Company finds 20 percent of its all-remote staff responds to phishing message by exposing user credentials, raising fears about the work-from-home future
Software development tools start-up GitLab has carried out a targeted phishing campaign on its own remote-working staff, finding that one-fifth of those targeted exposed their corporate login credentials.
The study comes at a time when more employees are working from home during coronavirus shutdowns around the world.
Facebook and Shopify said last week they would bring in formal policies of allowing staff to work remotely long-term, while HP Enterprise said it expects “at least” half of its employees never to return to an office setting.
These conditions have raised security fears, with Google, Microsoft and others warning of dramatic increases in phishing campaigns targeting corporate workers.
GitLab makes web-based software development tools that centre on the Git distributed version-control system.
The company was founded by Ukrainian Dmitriy Zaporozhets and Dutch citizen Sid Sibrangy, and while its headquarters is in San Francisco, its staff of nearly 1,300 work in 67 countries and regions.
It claims to be the world’s biggest all-remote company.
The firm’s security team said it selected 50 staff at random and sent them a targeted phishing email claiming to be a legitimate laptop upgrade offer from the GitLab IT department.

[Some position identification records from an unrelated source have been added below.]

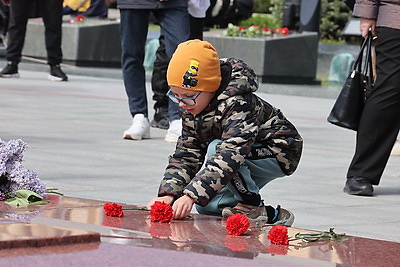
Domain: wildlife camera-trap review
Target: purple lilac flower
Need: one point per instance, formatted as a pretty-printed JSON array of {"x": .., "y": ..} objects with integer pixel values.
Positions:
[{"x": 11, "y": 168}]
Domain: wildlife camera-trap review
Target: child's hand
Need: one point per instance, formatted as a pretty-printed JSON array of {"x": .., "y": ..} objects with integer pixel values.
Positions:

Staff were asked to click on a link to accept the offer, and were directed to a web portal to log in.
Those who entered their credentials were redirected to an online corporate handbook that explains how to identify a phishing attack.
In all, 17 of the targets, or 34 percent, clicked on the link, while ten, or one-fifth, entered their credentials.

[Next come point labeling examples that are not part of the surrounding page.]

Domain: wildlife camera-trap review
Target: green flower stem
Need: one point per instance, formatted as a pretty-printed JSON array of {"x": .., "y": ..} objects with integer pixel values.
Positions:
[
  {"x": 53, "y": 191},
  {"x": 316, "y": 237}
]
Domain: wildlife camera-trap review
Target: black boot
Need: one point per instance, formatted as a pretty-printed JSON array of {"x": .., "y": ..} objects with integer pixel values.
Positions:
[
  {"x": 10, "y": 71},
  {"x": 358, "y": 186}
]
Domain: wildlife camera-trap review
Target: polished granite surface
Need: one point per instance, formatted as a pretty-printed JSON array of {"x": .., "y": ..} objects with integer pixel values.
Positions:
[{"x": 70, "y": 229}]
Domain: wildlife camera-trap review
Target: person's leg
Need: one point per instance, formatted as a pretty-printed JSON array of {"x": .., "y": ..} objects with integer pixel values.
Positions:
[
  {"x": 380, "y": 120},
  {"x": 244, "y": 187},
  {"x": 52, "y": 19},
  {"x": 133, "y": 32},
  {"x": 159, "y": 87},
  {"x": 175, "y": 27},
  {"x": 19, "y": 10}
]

Only six, or 12 percent, reported the email as suspicious to the security team, leading the researchers to think they needed to improve their communications around phishing attacks.
“Security Team should communicate to all GitLab team members on a more frequent basis about phishing attacks and what to do if one is suspected,” the researchers said in their study.
The researchers built a number of clues into the attack that could have alerted targets’ suspicions, such as mentioning an older laptop than the ones typically used by employees and using a fake web domain, gitlab.company, for the login page.
The email also lacked a secondary communication method, while staff normally wouldn’t be asked to log into a web portal if they were already logged into their work account.
However, the researchers did build the fake page and its email system using security best practices, such as configuring email to use DKIM and obtaining legitimate SSL certificates, in order to make the process appear authentic.
“This legitimate looking infrastructure can be setup by an attacker very cheaply and in some cases for free,” the study said.
The company said it plans to continue carrying out quarterly phishing exercises targeting different sample groups.